The pace of business (heck, the pace of life) gets faster and faster. Faster processing, faster delivery, faster innovation—and faster adoption and abandonment of that innovation—is the reality we all live in today.
Leaders run fast businesses to win and to stay apace or in front of dynamic customers and disruptive competitive forces. They can’t out-slow the competition. Speed is the only option.
(Related: Where does agile go from here?)
There are three factors that are making companies operate at fast speeds:
- Hyper-adoption and hyper-abandonment: Customers are willing to rapidly try, use, and then possibly discard content, apps, and services in a world of seemingly infinite choices and extremely low cost of entry and exit. This dynamic fundamentally changes (speeds up) what it means to “have” a customer.
- Eroding loyalty structures: The classic view of brand loyalty is getting more volatile. Customers have the means to find the best deal, to stay in front of new fashions and gadgets, and are swayed by the rapid tos and fros of social suggestions. This dynamic changes what it means to persistently win the battle for hearts, minds and spending.

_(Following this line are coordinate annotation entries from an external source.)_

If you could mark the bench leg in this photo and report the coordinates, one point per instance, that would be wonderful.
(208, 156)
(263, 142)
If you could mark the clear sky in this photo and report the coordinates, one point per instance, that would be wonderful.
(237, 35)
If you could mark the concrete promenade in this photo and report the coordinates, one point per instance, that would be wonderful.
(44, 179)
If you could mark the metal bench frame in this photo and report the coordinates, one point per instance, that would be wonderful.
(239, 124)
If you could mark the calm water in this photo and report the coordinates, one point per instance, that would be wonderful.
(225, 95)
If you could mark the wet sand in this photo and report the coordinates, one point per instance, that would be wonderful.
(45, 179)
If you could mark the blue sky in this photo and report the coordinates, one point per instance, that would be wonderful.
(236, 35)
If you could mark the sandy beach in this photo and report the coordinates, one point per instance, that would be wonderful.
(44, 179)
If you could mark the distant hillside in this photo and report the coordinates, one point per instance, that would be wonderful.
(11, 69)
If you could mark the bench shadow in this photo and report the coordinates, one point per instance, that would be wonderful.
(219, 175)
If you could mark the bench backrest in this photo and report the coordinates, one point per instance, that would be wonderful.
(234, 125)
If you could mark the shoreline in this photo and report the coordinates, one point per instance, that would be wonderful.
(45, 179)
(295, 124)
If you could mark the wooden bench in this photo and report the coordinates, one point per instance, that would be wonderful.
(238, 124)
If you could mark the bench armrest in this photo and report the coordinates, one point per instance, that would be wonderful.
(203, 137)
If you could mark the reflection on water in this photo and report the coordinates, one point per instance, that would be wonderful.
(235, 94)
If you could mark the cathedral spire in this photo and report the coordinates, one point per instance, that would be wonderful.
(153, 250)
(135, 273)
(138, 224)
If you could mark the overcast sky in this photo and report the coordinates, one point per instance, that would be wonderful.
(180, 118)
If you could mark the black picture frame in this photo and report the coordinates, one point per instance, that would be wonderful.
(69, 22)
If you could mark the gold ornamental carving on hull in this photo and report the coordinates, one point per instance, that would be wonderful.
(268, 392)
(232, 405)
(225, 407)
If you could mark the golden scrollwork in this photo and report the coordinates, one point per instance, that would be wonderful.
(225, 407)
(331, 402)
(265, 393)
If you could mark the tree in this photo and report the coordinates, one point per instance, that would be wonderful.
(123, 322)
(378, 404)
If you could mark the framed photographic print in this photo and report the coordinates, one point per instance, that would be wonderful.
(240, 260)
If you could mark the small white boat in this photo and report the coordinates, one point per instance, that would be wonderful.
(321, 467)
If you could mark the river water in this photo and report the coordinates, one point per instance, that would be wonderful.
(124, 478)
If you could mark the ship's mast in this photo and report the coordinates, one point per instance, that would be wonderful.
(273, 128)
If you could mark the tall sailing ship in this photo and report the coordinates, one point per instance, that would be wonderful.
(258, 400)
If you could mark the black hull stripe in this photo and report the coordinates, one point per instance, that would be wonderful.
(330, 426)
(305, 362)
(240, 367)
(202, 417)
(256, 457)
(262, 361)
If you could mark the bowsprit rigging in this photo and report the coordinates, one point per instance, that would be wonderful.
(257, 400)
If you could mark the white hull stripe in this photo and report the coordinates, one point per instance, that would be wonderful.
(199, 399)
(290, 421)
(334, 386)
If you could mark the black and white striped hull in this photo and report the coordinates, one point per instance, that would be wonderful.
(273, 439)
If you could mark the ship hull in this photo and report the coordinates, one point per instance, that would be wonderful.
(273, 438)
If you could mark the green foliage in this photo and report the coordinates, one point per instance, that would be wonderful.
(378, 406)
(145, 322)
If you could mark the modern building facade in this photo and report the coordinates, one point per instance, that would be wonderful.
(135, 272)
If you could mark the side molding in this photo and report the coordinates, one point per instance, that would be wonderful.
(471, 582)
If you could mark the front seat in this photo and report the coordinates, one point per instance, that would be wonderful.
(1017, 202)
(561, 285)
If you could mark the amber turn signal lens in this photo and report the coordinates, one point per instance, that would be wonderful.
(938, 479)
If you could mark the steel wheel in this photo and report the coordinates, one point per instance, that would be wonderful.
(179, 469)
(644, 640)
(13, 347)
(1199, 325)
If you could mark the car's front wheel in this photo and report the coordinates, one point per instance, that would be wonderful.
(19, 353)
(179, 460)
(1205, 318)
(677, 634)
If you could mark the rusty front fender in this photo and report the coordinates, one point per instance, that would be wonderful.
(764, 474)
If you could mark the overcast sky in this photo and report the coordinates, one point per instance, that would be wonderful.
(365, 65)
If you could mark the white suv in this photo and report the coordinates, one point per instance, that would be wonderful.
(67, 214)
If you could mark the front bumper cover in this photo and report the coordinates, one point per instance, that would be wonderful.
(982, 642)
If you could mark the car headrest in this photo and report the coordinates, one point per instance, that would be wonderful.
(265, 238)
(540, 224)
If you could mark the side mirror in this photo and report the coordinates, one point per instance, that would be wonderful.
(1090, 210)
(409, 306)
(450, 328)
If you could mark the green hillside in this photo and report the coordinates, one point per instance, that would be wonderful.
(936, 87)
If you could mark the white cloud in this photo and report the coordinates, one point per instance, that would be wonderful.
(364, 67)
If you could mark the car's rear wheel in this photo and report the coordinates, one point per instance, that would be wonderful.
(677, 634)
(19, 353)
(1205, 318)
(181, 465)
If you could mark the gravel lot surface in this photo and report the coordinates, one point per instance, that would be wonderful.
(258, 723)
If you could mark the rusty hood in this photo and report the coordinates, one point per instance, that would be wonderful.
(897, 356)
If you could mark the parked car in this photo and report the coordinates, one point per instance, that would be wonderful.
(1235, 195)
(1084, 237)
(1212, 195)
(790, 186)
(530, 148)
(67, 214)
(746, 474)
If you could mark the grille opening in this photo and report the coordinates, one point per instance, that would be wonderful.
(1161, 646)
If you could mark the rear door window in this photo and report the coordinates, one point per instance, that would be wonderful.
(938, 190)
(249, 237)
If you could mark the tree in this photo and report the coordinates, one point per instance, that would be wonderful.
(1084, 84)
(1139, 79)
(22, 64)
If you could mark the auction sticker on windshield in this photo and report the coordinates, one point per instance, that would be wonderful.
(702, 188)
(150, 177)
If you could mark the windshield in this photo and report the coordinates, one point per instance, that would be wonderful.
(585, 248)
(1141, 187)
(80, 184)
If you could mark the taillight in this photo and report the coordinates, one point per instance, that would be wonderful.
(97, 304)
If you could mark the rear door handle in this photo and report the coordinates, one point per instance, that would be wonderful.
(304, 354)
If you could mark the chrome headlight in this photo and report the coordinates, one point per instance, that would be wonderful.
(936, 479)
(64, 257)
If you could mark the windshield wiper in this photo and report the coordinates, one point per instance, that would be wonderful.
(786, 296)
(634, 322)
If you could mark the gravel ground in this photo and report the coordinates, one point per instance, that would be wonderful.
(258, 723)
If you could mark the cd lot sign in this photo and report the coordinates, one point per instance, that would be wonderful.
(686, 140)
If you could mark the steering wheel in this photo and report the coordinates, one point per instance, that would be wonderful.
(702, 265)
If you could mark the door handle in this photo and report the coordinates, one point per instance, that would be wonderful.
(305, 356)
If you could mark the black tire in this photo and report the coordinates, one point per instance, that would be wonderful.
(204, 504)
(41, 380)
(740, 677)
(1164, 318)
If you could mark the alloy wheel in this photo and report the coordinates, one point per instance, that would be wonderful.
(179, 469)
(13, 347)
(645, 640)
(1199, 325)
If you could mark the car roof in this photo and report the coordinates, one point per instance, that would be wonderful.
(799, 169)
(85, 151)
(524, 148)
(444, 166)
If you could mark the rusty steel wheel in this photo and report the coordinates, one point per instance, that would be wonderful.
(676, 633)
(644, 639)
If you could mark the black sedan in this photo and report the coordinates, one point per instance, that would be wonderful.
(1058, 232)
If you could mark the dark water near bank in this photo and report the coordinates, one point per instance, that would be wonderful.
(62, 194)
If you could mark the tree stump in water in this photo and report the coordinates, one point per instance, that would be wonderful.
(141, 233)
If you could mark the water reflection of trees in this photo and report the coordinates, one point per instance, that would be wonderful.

- Normalizing digital disruption: It used to be that scrappy startups could change markets. Disruption was annoying and sometimes impactful, but it was limited. Those days are over. Traditional market leaders can now move fast and become disruptors themselves. This new-normal course of fast markets puts moderately paced and slow firms on their heels and in trouble.
Why not bimodal IT?
Bimodal IT operates at two speeds: fast for digital, and slow for traditional IT. In essence, it argues that digital technologies address fast market dynamics, and traditional IT (the technology and the people) are insulated and free to follow the (slow) status quo. We think that is fool’s gold.
- Minimal customer value: Virtually all technologies directly or indirectly deliver customer value. Supply chain systems are vital for time to market and fulfillment. Finance systems must be able to configure price changes and SKU tracking to enable the firm to operate at the pace of the market. Arguing only digital goes fast argues that a digital veneer is all that is needed.
- Unnecessary complexity: One of the great hooks for bimodal IT is it avoids moving all teams to a fast mode. Essentially, it’s easier than a full business technology transformation. But that short-term ease introduces extraordinary complexity into ongoing operations: running two teams with two cultures with different incentives, different cultural norms, different talent management approaches, etc.
- Disengaged business partners: IT’s longstanding reputation is slow: Critical and fast moving technology requirements are placed into queues that are paced at the speed of traditional IT, not the speed of the business. Intentionally codifying slow practices is a leadership mistake that delivers a clear message that the CIO doesn’t understand the business environment.
How to go fast
Shifting to a fast pace is not easy, but leaders are charging forward. The strategy is driven by shifting cultural norms, people and the operating model in one cohesive move.
- Place the customer as the north star of change: Telling unsure teams that moving fast is the goal won’t move them. Giving them real insights into the realities of today’s customers and disruptors puts a face and imperative to fast. It affirms the customer-obsessed culture needed in today’s market.
- Lean on (the right) people: Not everyone will want to be or excel at being fast. CIOs will have to put in recruiting, learning and incentive programs to shift existing teams to fast. They’ll also likely need to quickly source talent in the outside market to strengthen the team. The CIO’s team must lead the charge to avoid internal discord that destroys teams and performance.
- Redesign operations for speed: Shifting to fast means reengineering processes and, in some cases, changing the philosophy of process design. Traditional IT-centered processes are designed to minimize risk because that was what was needed by the business. Not today. Process design is now shifting to a “learn fast” model where fast becomes more important than perfect.
No one argues that responding to a customer-led market where disruption is normal is going to be easy. It is hard work; or, better stated, it is a hard transition that yields a more powerful and simpler business. Done fully, the CIO will shine. Done partially, the CIO will flounder and fade. It’s time to fully embrace life in the fast lane.